The first general-purpose seizure detection methods were introduced in the 1980s. However, none of the seizure detection software currently available on the market has been shown to be as accurate as a human for reviewing long-term cEEG recordings. For example, Reveal (by Persyst Development Corporation), one of the most advanced seizure detection products, offers an average sensitivity of 85 % with a false detection rate of about 14 per day for adult epilepsy monitoring unit (EMU) patients [31]. Reveal’s false detection rate often becomes extremely high (>40/day) when an EEG recording contains high number of recording artifacts, a problem common in EMU scalp EEG monitoring and more frequently seen in ICU studies.
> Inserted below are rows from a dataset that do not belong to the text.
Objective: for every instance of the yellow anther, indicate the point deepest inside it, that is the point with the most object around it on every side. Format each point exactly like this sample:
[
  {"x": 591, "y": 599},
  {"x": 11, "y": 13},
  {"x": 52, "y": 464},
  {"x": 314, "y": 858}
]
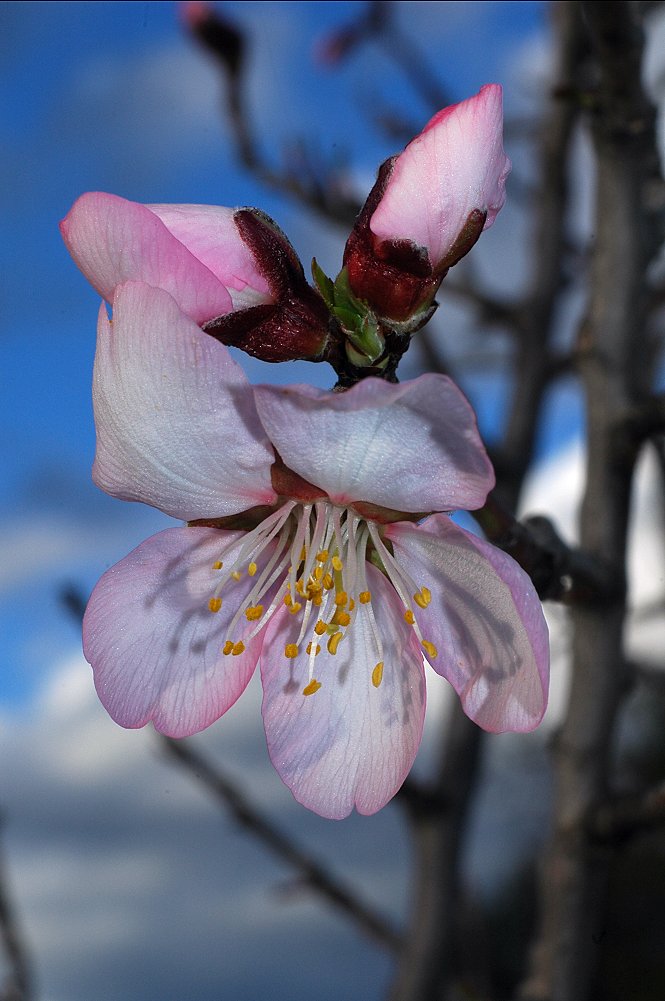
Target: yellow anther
[
  {"x": 312, "y": 687},
  {"x": 334, "y": 643},
  {"x": 423, "y": 598}
]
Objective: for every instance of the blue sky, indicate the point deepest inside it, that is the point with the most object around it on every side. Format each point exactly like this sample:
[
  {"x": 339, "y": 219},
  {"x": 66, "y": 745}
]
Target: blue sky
[{"x": 127, "y": 877}]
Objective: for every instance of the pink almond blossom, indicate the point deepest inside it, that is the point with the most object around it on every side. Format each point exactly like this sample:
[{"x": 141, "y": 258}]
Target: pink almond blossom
[
  {"x": 192, "y": 251},
  {"x": 309, "y": 558},
  {"x": 231, "y": 270}
]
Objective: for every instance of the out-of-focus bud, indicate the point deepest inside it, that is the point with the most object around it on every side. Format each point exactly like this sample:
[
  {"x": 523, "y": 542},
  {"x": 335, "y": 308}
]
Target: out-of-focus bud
[
  {"x": 217, "y": 34},
  {"x": 429, "y": 206},
  {"x": 295, "y": 323}
]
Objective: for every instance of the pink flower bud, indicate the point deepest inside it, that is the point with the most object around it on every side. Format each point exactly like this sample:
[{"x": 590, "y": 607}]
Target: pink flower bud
[{"x": 429, "y": 206}]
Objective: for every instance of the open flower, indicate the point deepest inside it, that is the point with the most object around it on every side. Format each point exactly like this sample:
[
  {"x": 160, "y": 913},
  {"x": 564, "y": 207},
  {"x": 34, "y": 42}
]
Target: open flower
[
  {"x": 430, "y": 205},
  {"x": 307, "y": 555}
]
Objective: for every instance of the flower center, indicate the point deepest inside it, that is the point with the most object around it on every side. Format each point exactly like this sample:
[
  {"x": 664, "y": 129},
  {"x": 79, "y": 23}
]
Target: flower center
[{"x": 311, "y": 559}]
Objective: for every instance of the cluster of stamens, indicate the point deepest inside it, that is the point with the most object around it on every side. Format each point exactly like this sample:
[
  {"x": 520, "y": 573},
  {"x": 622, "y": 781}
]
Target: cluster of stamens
[{"x": 311, "y": 558}]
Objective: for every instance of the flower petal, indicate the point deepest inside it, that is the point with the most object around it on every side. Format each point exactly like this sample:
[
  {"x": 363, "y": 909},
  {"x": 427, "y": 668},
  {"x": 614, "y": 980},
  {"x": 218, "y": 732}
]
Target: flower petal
[
  {"x": 455, "y": 166},
  {"x": 176, "y": 424},
  {"x": 485, "y": 620},
  {"x": 154, "y": 646},
  {"x": 413, "y": 446},
  {"x": 114, "y": 240},
  {"x": 210, "y": 234},
  {"x": 351, "y": 743}
]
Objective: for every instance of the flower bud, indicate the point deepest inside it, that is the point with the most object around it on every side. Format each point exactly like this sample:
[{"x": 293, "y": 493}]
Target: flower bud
[
  {"x": 294, "y": 324},
  {"x": 429, "y": 206}
]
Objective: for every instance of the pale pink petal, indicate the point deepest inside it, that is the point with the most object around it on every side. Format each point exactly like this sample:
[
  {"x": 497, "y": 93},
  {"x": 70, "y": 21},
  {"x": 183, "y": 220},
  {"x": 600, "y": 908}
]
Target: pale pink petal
[
  {"x": 412, "y": 446},
  {"x": 455, "y": 166},
  {"x": 210, "y": 234},
  {"x": 154, "y": 645},
  {"x": 350, "y": 744},
  {"x": 114, "y": 240},
  {"x": 176, "y": 424},
  {"x": 485, "y": 620}
]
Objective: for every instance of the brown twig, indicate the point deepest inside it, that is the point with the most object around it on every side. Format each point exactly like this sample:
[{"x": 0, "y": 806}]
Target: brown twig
[
  {"x": 575, "y": 874},
  {"x": 311, "y": 873},
  {"x": 18, "y": 984}
]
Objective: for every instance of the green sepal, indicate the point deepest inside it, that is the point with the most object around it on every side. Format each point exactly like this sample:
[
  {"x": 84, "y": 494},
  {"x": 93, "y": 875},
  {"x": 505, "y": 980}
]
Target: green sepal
[{"x": 324, "y": 284}]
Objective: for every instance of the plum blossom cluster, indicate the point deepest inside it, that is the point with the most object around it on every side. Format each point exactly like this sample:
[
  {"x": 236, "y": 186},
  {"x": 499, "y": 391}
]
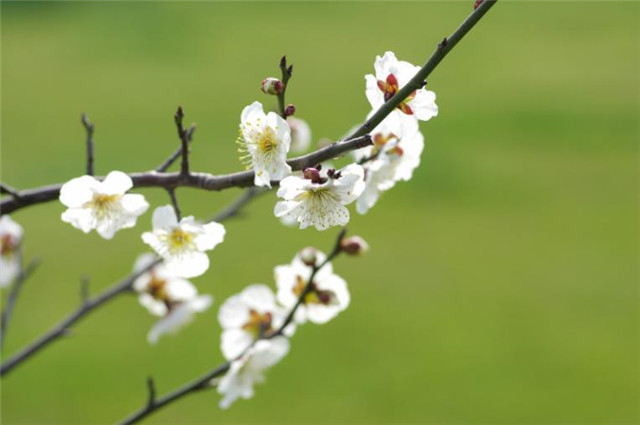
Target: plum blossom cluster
[
  {"x": 256, "y": 323},
  {"x": 181, "y": 244}
]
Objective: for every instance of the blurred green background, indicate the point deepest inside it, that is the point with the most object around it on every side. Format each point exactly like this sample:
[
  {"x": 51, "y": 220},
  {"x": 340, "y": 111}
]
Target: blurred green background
[{"x": 501, "y": 287}]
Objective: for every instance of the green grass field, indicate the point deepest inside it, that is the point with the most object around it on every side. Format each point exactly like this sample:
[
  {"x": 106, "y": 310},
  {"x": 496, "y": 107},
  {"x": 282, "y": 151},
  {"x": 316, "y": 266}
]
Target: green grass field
[{"x": 502, "y": 284}]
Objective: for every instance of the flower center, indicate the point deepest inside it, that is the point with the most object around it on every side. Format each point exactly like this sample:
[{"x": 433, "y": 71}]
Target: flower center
[
  {"x": 315, "y": 295},
  {"x": 267, "y": 143},
  {"x": 258, "y": 324},
  {"x": 390, "y": 87},
  {"x": 103, "y": 205},
  {"x": 8, "y": 245},
  {"x": 180, "y": 241}
]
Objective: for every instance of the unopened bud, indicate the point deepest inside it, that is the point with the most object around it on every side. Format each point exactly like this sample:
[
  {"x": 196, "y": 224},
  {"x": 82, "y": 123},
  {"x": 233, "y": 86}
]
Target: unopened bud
[
  {"x": 272, "y": 86},
  {"x": 289, "y": 110},
  {"x": 309, "y": 256},
  {"x": 354, "y": 245},
  {"x": 312, "y": 174}
]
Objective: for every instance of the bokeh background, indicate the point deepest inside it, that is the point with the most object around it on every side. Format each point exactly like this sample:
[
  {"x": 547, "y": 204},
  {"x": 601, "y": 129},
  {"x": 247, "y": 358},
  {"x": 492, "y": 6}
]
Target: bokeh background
[{"x": 502, "y": 283}]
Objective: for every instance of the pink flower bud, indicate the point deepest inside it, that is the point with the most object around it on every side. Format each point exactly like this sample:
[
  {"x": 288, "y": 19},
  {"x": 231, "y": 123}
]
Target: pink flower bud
[
  {"x": 354, "y": 245},
  {"x": 309, "y": 256},
  {"x": 312, "y": 174},
  {"x": 272, "y": 86},
  {"x": 289, "y": 110}
]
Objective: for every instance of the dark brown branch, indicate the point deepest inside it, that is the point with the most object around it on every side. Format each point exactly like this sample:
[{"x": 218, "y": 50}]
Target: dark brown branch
[
  {"x": 174, "y": 202},
  {"x": 13, "y": 296},
  {"x": 184, "y": 140},
  {"x": 89, "y": 127},
  {"x": 5, "y": 189},
  {"x": 172, "y": 158},
  {"x": 286, "y": 75},
  {"x": 202, "y": 181},
  {"x": 204, "y": 381},
  {"x": 63, "y": 327},
  {"x": 418, "y": 80},
  {"x": 124, "y": 286}
]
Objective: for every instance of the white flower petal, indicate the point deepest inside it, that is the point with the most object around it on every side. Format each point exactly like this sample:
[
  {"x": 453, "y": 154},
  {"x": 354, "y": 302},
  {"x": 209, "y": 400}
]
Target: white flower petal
[
  {"x": 191, "y": 265},
  {"x": 116, "y": 183},
  {"x": 77, "y": 192},
  {"x": 164, "y": 217},
  {"x": 79, "y": 218}
]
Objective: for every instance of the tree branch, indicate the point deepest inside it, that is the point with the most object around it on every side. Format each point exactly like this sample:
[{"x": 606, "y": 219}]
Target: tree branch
[
  {"x": 418, "y": 80},
  {"x": 204, "y": 381},
  {"x": 124, "y": 286},
  {"x": 89, "y": 127},
  {"x": 172, "y": 158},
  {"x": 13, "y": 296},
  {"x": 202, "y": 181},
  {"x": 5, "y": 189},
  {"x": 63, "y": 327},
  {"x": 286, "y": 75}
]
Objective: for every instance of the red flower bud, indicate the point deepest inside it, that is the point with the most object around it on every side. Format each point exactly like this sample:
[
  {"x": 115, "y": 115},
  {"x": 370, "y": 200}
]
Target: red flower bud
[
  {"x": 272, "y": 86},
  {"x": 354, "y": 245}
]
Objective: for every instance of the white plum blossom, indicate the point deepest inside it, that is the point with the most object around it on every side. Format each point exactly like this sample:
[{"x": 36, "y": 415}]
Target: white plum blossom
[
  {"x": 314, "y": 200},
  {"x": 393, "y": 157},
  {"x": 247, "y": 316},
  {"x": 104, "y": 206},
  {"x": 391, "y": 76},
  {"x": 249, "y": 369},
  {"x": 328, "y": 295},
  {"x": 10, "y": 242},
  {"x": 300, "y": 134},
  {"x": 265, "y": 140},
  {"x": 182, "y": 243},
  {"x": 166, "y": 295}
]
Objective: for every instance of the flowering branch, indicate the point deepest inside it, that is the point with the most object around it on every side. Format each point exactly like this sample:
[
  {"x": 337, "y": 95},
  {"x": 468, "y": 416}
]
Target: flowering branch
[
  {"x": 418, "y": 81},
  {"x": 202, "y": 181},
  {"x": 172, "y": 158},
  {"x": 13, "y": 295},
  {"x": 124, "y": 286},
  {"x": 204, "y": 381},
  {"x": 88, "y": 126}
]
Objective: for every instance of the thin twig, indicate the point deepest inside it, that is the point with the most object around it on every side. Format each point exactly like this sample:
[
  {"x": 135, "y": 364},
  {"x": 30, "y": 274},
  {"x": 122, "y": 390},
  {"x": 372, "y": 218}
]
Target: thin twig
[
  {"x": 174, "y": 202},
  {"x": 151, "y": 387},
  {"x": 89, "y": 127},
  {"x": 172, "y": 158},
  {"x": 286, "y": 75},
  {"x": 13, "y": 295},
  {"x": 184, "y": 139},
  {"x": 5, "y": 189},
  {"x": 204, "y": 381},
  {"x": 202, "y": 181},
  {"x": 418, "y": 80},
  {"x": 62, "y": 328},
  {"x": 84, "y": 289},
  {"x": 122, "y": 287}
]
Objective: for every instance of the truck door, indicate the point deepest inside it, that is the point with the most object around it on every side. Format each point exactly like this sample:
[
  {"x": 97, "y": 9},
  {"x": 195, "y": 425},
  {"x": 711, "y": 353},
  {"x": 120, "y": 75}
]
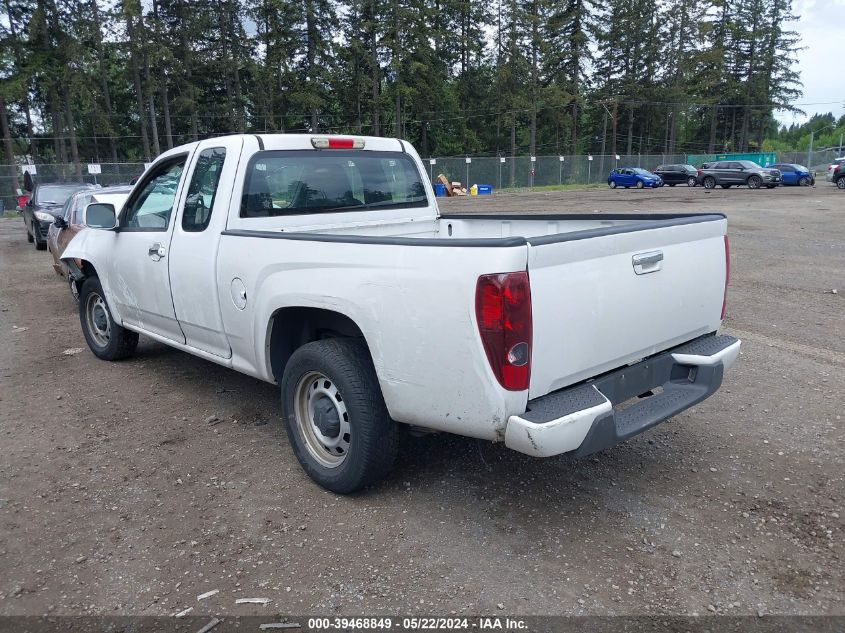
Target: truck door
[
  {"x": 196, "y": 237},
  {"x": 140, "y": 285}
]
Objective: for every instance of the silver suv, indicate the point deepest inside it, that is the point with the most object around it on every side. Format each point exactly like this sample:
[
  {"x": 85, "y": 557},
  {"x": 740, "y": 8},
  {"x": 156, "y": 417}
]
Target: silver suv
[{"x": 727, "y": 173}]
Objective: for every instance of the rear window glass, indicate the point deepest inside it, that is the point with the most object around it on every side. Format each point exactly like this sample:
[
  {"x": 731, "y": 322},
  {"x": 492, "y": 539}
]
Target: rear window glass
[{"x": 311, "y": 181}]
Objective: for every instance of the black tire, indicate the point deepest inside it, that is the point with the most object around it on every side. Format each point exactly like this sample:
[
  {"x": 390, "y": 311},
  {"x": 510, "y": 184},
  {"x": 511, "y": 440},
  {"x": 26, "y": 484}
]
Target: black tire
[
  {"x": 344, "y": 365},
  {"x": 120, "y": 342}
]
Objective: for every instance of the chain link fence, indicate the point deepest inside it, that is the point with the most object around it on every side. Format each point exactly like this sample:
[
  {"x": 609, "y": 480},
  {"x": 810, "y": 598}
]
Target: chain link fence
[{"x": 501, "y": 172}]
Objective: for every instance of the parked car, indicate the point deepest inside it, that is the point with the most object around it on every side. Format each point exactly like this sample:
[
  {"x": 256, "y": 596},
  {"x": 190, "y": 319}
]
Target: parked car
[
  {"x": 831, "y": 169},
  {"x": 727, "y": 173},
  {"x": 838, "y": 176},
  {"x": 678, "y": 175},
  {"x": 792, "y": 174},
  {"x": 633, "y": 177},
  {"x": 322, "y": 263},
  {"x": 44, "y": 207},
  {"x": 72, "y": 220}
]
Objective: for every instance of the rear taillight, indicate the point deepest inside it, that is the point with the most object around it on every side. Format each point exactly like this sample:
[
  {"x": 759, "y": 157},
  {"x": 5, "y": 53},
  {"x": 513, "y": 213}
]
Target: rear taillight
[
  {"x": 727, "y": 275},
  {"x": 503, "y": 312}
]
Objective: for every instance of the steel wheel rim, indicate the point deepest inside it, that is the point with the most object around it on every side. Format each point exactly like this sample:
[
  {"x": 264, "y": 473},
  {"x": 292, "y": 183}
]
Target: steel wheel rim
[
  {"x": 74, "y": 290},
  {"x": 99, "y": 320},
  {"x": 318, "y": 407}
]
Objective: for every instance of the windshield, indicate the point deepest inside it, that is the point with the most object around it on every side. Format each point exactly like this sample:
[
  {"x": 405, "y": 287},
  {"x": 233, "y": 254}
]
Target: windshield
[
  {"x": 312, "y": 181},
  {"x": 56, "y": 194}
]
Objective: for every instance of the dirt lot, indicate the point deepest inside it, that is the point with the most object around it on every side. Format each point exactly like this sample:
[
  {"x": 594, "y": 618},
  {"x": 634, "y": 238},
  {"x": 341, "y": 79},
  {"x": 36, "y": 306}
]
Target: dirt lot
[{"x": 118, "y": 497}]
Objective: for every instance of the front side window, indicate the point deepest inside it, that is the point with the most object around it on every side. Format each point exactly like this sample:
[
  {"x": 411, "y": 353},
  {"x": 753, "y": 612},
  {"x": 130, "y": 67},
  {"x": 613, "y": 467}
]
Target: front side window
[
  {"x": 298, "y": 182},
  {"x": 152, "y": 207},
  {"x": 78, "y": 210},
  {"x": 202, "y": 189}
]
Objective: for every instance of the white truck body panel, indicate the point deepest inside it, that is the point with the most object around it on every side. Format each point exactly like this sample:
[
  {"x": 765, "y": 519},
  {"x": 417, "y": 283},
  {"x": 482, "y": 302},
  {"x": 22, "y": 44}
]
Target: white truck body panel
[{"x": 407, "y": 278}]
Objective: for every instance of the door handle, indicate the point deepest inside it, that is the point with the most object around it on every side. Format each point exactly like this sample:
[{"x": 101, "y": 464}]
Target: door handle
[
  {"x": 647, "y": 262},
  {"x": 157, "y": 251}
]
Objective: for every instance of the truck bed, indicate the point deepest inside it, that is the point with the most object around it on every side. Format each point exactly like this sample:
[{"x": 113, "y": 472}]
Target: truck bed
[{"x": 593, "y": 310}]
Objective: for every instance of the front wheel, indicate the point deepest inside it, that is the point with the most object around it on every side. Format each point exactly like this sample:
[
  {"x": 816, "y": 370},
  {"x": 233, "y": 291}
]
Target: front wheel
[
  {"x": 107, "y": 339},
  {"x": 335, "y": 416}
]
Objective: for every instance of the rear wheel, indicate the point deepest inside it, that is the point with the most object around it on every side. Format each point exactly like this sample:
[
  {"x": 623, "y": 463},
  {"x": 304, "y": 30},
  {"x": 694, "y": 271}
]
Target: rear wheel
[
  {"x": 335, "y": 416},
  {"x": 107, "y": 339}
]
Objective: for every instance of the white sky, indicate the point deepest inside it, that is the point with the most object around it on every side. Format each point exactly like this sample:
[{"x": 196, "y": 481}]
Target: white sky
[{"x": 822, "y": 33}]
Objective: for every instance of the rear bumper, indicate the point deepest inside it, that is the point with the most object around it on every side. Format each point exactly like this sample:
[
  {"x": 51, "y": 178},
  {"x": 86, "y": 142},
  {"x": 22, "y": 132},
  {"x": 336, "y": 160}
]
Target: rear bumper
[{"x": 587, "y": 418}]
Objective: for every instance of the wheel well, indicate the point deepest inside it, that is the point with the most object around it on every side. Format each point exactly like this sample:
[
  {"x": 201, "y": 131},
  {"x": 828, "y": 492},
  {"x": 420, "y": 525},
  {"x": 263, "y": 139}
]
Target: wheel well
[
  {"x": 86, "y": 269},
  {"x": 293, "y": 327}
]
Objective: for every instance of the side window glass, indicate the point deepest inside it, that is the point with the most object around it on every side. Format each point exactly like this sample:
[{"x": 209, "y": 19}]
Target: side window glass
[
  {"x": 66, "y": 209},
  {"x": 202, "y": 189},
  {"x": 152, "y": 207}
]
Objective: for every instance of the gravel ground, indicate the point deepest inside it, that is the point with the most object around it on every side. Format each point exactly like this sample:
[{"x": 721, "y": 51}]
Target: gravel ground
[{"x": 118, "y": 496}]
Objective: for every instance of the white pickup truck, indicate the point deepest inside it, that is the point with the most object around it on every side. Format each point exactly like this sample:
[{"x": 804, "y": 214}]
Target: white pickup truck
[{"x": 322, "y": 264}]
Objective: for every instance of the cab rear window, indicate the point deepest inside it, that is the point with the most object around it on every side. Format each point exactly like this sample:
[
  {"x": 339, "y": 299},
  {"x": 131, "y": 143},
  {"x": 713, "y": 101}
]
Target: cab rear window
[{"x": 329, "y": 181}]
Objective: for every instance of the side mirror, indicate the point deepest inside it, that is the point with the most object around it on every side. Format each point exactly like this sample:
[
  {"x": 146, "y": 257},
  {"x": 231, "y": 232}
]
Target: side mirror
[{"x": 101, "y": 215}]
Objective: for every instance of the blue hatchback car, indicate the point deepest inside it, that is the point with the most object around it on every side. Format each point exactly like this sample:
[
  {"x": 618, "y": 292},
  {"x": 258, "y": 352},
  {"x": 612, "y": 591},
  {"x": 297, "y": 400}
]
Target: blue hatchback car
[
  {"x": 633, "y": 177},
  {"x": 792, "y": 174}
]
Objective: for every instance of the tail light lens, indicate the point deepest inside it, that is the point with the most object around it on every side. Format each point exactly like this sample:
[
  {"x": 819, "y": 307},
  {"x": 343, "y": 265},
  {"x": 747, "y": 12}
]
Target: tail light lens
[
  {"x": 727, "y": 275},
  {"x": 336, "y": 142},
  {"x": 503, "y": 312}
]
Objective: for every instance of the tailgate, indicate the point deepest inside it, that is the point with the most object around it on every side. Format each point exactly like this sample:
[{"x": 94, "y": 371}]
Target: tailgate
[{"x": 592, "y": 311}]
Due to this high false detection rate, most centers do not utilize or rely on seizure detection software in the long-term EEG study review process. In addition to insufficient detection performance, another major problem is that all commercially available seizure detection software is marketed for use across all patient populations, but has not been clinically validated for each patient population. These substantially different patient populations include adult and pediatric EMU patients (with scalp and intracranial recordings), adult and pediatric in home (ambulatory) EEG patients, and neonatal, pediatric, and adult ICU patients. It has been well documented that, despite of some underlying similarities, there exist significant differences in both ictal and background EEG patterns among these patient populations. Therefore, it is very difficult, if not impossible, for one algorithm to perform well enough in all cEEG patient populations to be clinically useful. An ideal seizure detection system must include different modules for use in different patient populations, and the performance of each must be clinically validated using patient data collected from the respective patient population. In the recent US Food and Drug Administration (FDA) Workshop on Seizure Detection, the agency instructed that, in “Indication for Use,” it has to include “In whom the device is intended to be used – specify intended population (age, patient group, seizure type).” Hopefully, advances in commercial seizure detection software over the next few years will improve performance and provide algorithms specific to different patient populations.